Canadian Pacific Railway (TSE:CP; NYSE:CP) announced results that beat expectations.
Revenue came in at C$2.07 billion, a slight beat to consensus of $2.02 billion while earnings per share of C$4.82 beat the consensus estimate of C$4.67 by 3% and increased 6% from the same quarter in 2018.
Revenue ton miles, an indicator for the level of fleet activity declined again this quarter, down 3% over last year after declining 1% last quarter as well.
The operating ratio, a measure of efficiency disappointed, increasing to 57% from 56.1% last quarter and 56.5% in Q4 of 2018.
A lower operating ratio means lower costs.
The company released 2020 guidance that effectively met expectations on EPS and revenue.
Management is looking for a return to RTM growth in 2020 after a weak 2019.
The company also announced a 7% increase to the dividend and a buyback of 2% of shares in 2020.
An earnings beat was commendable with such a big increase in costs in the quarter but it doesn’t change the medium-term headwinds facing the entire railroad industry.
CP Outperforming Most Peers and the Index
CP is leading the pack when it comes to revenue growth.
The legacy of railroad superstar Hunter Harrison is likely still intact at the railroad to the benefit of investors.

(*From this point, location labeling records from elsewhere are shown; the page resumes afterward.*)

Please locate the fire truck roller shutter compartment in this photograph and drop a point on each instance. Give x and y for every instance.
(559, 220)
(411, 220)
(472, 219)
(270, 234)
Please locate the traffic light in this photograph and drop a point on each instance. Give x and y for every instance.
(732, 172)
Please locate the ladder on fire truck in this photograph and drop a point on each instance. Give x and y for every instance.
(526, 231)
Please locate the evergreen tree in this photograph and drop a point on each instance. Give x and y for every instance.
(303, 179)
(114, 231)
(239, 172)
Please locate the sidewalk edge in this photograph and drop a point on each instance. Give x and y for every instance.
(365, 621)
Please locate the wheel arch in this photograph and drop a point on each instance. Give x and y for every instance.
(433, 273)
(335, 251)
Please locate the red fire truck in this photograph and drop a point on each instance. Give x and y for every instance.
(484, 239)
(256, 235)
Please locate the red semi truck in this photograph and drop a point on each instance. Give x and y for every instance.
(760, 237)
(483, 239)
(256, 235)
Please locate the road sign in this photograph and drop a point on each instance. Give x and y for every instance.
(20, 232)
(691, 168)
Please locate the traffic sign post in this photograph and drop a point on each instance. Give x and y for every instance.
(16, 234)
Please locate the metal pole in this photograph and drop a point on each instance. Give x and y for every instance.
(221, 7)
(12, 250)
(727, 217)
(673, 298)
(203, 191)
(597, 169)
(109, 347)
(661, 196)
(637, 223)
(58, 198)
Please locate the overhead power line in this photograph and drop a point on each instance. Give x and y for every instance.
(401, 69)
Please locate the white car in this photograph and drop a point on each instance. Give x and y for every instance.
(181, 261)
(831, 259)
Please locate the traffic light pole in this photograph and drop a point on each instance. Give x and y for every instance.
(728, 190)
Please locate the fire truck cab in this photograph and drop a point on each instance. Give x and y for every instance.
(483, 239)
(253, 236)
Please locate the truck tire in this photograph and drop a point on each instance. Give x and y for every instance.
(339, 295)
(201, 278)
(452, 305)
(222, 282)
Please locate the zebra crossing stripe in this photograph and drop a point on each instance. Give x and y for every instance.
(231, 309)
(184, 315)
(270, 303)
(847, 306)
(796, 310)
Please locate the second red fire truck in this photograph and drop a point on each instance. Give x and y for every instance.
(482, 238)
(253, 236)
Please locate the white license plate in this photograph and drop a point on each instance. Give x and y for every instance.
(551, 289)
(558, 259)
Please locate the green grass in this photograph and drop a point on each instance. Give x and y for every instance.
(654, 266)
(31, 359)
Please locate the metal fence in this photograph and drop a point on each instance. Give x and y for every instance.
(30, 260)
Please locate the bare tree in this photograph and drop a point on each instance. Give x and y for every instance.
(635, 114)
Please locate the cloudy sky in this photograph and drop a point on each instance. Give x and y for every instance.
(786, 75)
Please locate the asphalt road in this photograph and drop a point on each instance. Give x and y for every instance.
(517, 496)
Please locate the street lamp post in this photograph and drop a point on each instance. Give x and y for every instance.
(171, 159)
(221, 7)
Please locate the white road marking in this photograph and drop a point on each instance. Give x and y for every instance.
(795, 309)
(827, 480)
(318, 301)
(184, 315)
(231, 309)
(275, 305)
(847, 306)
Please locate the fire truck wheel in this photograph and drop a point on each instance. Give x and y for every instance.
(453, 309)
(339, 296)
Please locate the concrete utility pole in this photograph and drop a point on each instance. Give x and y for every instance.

Hunter built CP into the most efficient railroad in North America and the company is still benefitting from the organizational processes he put in place.

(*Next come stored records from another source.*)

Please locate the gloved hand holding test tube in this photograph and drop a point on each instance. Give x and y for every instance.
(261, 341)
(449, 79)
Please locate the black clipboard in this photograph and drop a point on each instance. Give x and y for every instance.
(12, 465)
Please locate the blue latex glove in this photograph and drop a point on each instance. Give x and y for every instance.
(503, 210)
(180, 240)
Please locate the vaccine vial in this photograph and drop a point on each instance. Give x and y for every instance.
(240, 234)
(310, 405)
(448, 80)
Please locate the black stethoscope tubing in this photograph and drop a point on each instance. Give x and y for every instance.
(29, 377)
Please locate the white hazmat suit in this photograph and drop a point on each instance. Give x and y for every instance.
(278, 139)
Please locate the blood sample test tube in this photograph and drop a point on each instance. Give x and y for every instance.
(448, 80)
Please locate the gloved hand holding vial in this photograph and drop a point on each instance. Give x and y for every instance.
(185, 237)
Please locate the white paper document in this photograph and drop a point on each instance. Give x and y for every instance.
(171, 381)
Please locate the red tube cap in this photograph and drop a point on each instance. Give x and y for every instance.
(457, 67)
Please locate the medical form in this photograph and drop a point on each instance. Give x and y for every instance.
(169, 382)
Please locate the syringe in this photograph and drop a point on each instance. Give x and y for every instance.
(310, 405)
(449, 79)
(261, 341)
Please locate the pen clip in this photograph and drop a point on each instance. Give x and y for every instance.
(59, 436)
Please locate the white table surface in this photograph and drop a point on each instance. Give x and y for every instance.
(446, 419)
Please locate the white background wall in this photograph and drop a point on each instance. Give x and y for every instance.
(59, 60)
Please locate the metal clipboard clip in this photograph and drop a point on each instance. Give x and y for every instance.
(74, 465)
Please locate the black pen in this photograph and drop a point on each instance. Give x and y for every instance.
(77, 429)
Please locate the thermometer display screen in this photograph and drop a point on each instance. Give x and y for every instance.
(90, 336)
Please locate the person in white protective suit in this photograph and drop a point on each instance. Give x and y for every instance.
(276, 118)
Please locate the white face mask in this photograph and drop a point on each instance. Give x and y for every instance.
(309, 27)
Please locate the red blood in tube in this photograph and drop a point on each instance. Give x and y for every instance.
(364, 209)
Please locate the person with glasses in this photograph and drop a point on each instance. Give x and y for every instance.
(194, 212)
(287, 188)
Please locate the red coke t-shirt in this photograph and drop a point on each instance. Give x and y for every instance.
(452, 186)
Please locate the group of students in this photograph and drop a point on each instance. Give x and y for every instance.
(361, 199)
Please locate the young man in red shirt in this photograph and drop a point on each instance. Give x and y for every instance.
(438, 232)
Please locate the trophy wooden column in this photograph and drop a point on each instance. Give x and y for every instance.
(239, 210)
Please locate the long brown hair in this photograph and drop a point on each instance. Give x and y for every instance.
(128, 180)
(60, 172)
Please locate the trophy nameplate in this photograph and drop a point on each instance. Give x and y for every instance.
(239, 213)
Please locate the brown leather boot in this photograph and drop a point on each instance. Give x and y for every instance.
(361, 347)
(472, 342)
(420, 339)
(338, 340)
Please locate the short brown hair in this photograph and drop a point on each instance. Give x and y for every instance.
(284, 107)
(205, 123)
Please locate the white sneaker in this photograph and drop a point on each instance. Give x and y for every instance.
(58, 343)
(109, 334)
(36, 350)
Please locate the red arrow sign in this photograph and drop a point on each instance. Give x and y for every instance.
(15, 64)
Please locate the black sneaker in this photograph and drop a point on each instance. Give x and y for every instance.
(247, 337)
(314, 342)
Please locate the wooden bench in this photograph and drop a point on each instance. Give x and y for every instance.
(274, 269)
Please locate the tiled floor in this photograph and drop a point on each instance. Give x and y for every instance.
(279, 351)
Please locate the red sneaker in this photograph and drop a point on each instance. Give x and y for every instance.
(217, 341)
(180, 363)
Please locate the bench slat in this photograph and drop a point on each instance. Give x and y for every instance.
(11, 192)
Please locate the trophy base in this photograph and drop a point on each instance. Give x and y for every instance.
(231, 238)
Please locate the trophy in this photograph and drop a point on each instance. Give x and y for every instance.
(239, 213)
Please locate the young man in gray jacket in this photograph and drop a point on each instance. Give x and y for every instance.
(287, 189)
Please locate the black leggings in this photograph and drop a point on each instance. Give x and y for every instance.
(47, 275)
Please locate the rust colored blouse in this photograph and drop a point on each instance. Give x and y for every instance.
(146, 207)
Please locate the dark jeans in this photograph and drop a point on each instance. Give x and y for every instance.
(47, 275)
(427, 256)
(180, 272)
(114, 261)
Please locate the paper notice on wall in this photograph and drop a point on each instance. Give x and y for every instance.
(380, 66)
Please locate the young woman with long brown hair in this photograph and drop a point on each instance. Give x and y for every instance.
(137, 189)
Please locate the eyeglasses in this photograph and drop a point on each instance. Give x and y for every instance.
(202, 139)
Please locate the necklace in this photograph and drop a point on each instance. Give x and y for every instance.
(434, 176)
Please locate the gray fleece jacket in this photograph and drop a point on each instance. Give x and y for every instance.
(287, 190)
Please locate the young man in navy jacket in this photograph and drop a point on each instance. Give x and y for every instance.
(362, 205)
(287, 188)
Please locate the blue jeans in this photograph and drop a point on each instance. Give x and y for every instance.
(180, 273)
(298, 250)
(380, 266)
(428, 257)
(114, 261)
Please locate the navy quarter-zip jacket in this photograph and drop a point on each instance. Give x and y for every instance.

Revenue Growth is Best in Class
CP continues to have the highest margins due to a lean and mean operational network.
CP margins are still best in class and the new management team is doing a great job keeping costs down as shipping activity slows across North America.
CP Margins are Also Leading the Group
CP did historically have above average debt levels, but since Hunter Harrison resigned from the railroad management has done an excellent job deleveraging.
When an economic contraction eventually comes, and it will, CP will have no trouble dealing with a period of negative cashflow as it has significant wiggle room to borrow debt as a cashflow bridge.
Debt to Cashflow Lowest in the Group
Lastly looking at valuations, CP is still priced rich vs peers and has a weak expected EPS growth rate in 2020.
The market expects -2% earnings growth from CP in 2020 compared to 2%-10% for the other railroads.
So even though the stock has been outperforming, the valuation makes it clear the stock is no bargain.